Mindmapping the Groundswell

Groundswell, mapped using MindMeisterHere’s a mindmap of the book Groundswell: Winning in a World Transformed by Social Technologies. To be precise, here’s an image generated from the mindmap. You can click on it to see a larger image.

I recommend going to the map itself, which includes includes richer content such as notes and links. To create and host the map, I used MindMeister. I also tried Bubbl.us and Gliffy, having consulted Mashable’s mindmapping tools post.

The thing that tipped me toward Mindmeiester was the ease of adding icons. I’ve used them to emphasize the POST framework, and to link steps in the framework to chapters of the book. I was at first thinking of using lines to connect each of the four steps to corresponding chapters, but I realized that would turn the map into a mess of crossed lines. While that would have been a faithful representation of my mind, it wouldn’t have much help to you, the user.

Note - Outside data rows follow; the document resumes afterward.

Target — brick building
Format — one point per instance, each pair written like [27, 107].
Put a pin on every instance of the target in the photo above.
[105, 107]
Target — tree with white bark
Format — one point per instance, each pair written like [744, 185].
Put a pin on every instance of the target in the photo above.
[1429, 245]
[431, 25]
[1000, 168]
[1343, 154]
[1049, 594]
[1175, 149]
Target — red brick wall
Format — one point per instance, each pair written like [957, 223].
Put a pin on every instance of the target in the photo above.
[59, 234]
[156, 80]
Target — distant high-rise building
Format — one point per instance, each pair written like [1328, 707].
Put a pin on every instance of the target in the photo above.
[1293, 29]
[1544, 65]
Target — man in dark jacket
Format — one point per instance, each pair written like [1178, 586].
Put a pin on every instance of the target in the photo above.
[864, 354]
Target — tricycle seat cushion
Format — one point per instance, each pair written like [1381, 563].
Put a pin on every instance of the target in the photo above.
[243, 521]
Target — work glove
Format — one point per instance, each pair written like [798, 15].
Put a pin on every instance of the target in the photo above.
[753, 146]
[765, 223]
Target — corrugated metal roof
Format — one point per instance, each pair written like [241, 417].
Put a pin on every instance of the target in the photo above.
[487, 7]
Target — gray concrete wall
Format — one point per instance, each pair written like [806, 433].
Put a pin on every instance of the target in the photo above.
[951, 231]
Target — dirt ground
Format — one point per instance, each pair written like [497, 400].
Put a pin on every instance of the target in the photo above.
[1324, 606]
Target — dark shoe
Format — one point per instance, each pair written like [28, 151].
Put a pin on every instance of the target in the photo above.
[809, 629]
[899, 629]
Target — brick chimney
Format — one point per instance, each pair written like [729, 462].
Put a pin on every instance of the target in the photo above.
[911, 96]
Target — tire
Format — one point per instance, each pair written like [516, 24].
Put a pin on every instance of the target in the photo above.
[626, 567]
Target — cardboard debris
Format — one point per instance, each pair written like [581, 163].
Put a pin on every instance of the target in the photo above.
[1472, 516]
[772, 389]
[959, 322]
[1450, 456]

By the way, I looked only at mindmapping tools that were web-based and free, or freemium. After choosing MindMeister, I continued to discover features I liked: offline access via Gears; OpenID; ease of undoing silly things; and the people behind it seem to be based in Vienna and Munich, two cities in which I had a lot of fun when I was based in Europe.

This is version 1 of my Groundswell mindmap. (I don’t claim to be the first to do a Groundswell mindmap; I believe that distinction belongs to Kaspar.) If you have suggestions for improvements, or any other comments, please go ahead and leave them here.

Forrester Fumbles Firefox

Good news: Charlene Li notes that video highlights from Forrester’s Consumer Forum are available online.

Bad news: “Note that you need to use Internet Explorer to use the navigation and see the slides.” Perhaps there is a certain logic to that. It may well be that Firefox users already know all about what Charlene calls “The Groundswell.”

Bottom line: you can still see and hear the video of Charlene and the other speakers, even if you can’t see the slides, with Firefox (and, I presume, pretty much any other browser).